The name used to invoke the moon goddess in Cherokee prayers, Age’yaguga, as we saw, could only be partly explained by anthropologists. Its meaning was unknown even to Cherokee medicine men who repeated it in their formulas. It was recognized that the first element in it was Cherokee for “woman” but no one could determine what the second part meant. Guga (pronounced kuka) is Cherokee for “bottle.” When the Cherokee first came to Indian Territory, they dubbed Bartlesville Gugu-i because the English place-name sounded to them like Bottlesville. Accordingly, the name of the supreme Cherokee deity must be Bottle Woman.
The Goddess religion did not come across the Bering land bridge, nor was it characteristic of Pacific cultures like the Japanese or Polynesians.
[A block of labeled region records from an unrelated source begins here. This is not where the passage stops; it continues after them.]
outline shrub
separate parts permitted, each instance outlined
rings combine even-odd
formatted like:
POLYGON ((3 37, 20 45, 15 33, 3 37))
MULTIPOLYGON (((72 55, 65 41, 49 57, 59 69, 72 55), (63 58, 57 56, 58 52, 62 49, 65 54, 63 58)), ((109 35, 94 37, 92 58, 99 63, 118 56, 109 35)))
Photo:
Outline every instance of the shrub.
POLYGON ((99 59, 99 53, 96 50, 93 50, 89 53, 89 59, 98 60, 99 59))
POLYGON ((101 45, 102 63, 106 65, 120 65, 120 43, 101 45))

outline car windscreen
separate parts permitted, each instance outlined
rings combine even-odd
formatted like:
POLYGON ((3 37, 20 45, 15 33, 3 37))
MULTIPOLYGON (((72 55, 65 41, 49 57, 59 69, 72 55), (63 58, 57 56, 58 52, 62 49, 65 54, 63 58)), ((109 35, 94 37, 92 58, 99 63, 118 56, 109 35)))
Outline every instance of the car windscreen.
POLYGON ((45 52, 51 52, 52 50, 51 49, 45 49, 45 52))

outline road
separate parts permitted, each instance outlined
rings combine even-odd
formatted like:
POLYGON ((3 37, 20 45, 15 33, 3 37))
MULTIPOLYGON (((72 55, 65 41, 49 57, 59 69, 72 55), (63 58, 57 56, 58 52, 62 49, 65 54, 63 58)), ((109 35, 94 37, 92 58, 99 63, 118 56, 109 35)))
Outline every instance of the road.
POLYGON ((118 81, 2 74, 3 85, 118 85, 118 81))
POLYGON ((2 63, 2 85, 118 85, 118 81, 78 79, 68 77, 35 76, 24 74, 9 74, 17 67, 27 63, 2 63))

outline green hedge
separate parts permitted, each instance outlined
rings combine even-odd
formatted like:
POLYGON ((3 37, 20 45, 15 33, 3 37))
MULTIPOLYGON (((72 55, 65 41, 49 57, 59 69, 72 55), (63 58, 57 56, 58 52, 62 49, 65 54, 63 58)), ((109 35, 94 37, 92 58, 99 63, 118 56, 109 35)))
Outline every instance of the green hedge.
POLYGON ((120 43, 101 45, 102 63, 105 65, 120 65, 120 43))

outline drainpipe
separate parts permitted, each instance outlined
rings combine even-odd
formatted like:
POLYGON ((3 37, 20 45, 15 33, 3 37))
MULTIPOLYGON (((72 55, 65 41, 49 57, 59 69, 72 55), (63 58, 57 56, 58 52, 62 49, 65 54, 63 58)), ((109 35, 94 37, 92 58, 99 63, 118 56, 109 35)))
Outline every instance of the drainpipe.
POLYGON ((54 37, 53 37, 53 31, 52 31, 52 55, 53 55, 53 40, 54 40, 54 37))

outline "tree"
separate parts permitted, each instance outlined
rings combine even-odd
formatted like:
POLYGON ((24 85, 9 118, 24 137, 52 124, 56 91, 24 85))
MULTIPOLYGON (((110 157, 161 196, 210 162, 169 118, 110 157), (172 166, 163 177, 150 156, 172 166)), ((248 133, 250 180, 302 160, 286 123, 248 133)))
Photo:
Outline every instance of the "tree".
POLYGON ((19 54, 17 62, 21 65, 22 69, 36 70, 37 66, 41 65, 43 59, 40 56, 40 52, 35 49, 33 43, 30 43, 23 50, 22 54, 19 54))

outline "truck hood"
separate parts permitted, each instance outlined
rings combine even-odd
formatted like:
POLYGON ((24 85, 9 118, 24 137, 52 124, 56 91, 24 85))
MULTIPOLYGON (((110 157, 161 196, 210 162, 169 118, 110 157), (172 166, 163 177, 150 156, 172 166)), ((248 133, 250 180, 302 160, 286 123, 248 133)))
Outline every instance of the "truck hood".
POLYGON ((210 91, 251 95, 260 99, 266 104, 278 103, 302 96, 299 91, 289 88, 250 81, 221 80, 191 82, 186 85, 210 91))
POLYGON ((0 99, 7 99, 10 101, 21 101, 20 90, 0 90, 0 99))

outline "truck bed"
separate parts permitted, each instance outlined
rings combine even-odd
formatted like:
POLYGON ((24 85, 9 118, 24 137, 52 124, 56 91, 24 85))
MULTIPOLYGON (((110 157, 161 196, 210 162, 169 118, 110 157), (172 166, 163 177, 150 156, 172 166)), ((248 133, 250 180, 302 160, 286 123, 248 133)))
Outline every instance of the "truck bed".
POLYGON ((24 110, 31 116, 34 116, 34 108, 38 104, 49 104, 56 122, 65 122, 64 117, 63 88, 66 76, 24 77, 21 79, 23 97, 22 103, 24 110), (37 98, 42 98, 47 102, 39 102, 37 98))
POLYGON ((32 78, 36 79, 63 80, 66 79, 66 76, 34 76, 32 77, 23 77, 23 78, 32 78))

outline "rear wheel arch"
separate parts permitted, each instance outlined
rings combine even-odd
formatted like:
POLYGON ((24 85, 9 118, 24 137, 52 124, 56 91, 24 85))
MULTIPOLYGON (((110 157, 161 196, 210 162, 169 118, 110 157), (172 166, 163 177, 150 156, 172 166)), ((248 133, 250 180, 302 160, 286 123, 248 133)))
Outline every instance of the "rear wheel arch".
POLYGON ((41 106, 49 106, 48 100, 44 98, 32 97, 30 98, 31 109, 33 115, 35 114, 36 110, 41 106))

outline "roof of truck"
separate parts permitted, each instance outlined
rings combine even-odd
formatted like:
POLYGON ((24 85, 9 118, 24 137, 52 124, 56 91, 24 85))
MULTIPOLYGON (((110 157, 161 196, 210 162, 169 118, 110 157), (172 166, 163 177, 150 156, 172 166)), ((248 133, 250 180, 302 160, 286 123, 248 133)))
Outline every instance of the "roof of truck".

It is unlikely it was independently developed in North America. It could only have been brought over from Europe and the Mediterranean. The most likely carriers introducing it were Minoans, Mycenaeans, Helladic people, Anatolians, Cypriots and Greeks.
James Adair, History of the American Indians, 1775, pp. 152-53.
James R. Duncan and Carol Diaz-Granados, ”Empowering the SECC: The ‘Old Woman’ and Oral Tradition,” in The Rock-Art of Eastern North America, Tuscaloosa, U of Alabama P, 2004.
Jane Ellen Harrison, Prolegomena to the Study of Greek Religion, 1903, with an intro. by Robert Ackerman, Princeton, 1991.
Marija Gimbutas, The Language of the Goddess, London, 2006.
George E. Lankford, “The Swirl-Cross and the Center” in George E. Lankford et al, ed., Visualizing the Sacred, Austin, U of Texas P, 2011, pp. 251-75.
James Mooney, Myths of the Cherokee and Sacred Formulas of the Cherokees, Nashville, 1982, pp. 342, 358-9, 375-9.
Erich Neumann, The Great Mother. An Analysis of the Archetype, trans. Ralph Manheim, Princeton, 1974.
Donald N. Yates, Old World Roots of the Cherokee: How DNA, Ancient Alphabets and Religion Explain the Origins of America’s Largest Indian Nation, foreword by Richard Mack Bettis, Jefferson, McFarland, 2012, chapter 8, “She Who Walks with the Little People,” pp. 106-117.